8- Kentleşmenin en vahşi halini yaşayan milyonluk nüfuslu Urfa gibi bir yerleşim alanının henüz sadece 2-3 ilçesinde arıtma tesisinin olması geri kalan tüm il ve ilçe merkezlerinin kanalizasyon sularının toprağa nehirlere akıtılması gibi ekosistemi bozan ciddi sorunları olduğu söylendi. Bu konularda çalışmaların yapılması kararlaştırıldı.
9- Kent merkezinde bulunan tarım alanların amaç dışı kullanılması ve betonlaştırılması, Urfa’da nefes alınabilecek yeşil alanların yok denecek kadar az olması yetmezmiş gibi 11 Nisan Stadının ve Şire pazarı yerleşkesinin bulunduğu alanların, ranta ve sermayeye peşkeş çekilerek betonlaştırılması gündeme getirilmektedir. Bu konularda gerekli duyarlılıkları oluşturarak bu projelerin engellenmesi için çalışmaların yapılması kararlaştırıldı.
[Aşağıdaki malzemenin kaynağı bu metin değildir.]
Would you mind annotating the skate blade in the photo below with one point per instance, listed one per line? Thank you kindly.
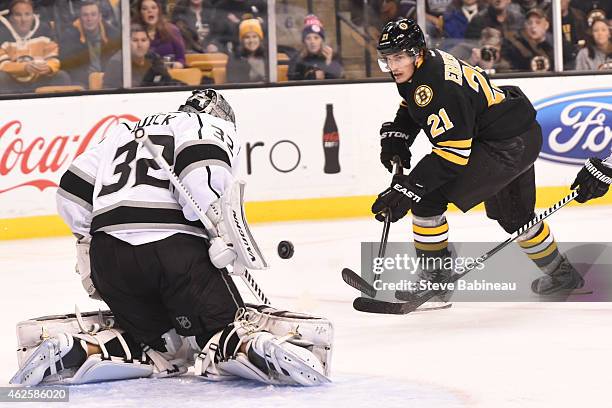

10- Başta enerji tüketimi olmak üzere tüketim kültürüne yönelik çalışmaların yapılması. Enerjide tüketimin azaltılması ve gerekli tasarruf çalışmalarının yapılması kararlaştırıldı. Enerjide temiz enerji politikalarının geliştirilmesi için çalışmaların başlatılması kararı alındı.
11- Kentimizin acil ihtiyacı olan yeşil alan ve bisiklet kültürü ve yolarına yönelik çalışmaların yapılması kararlaştırıldı.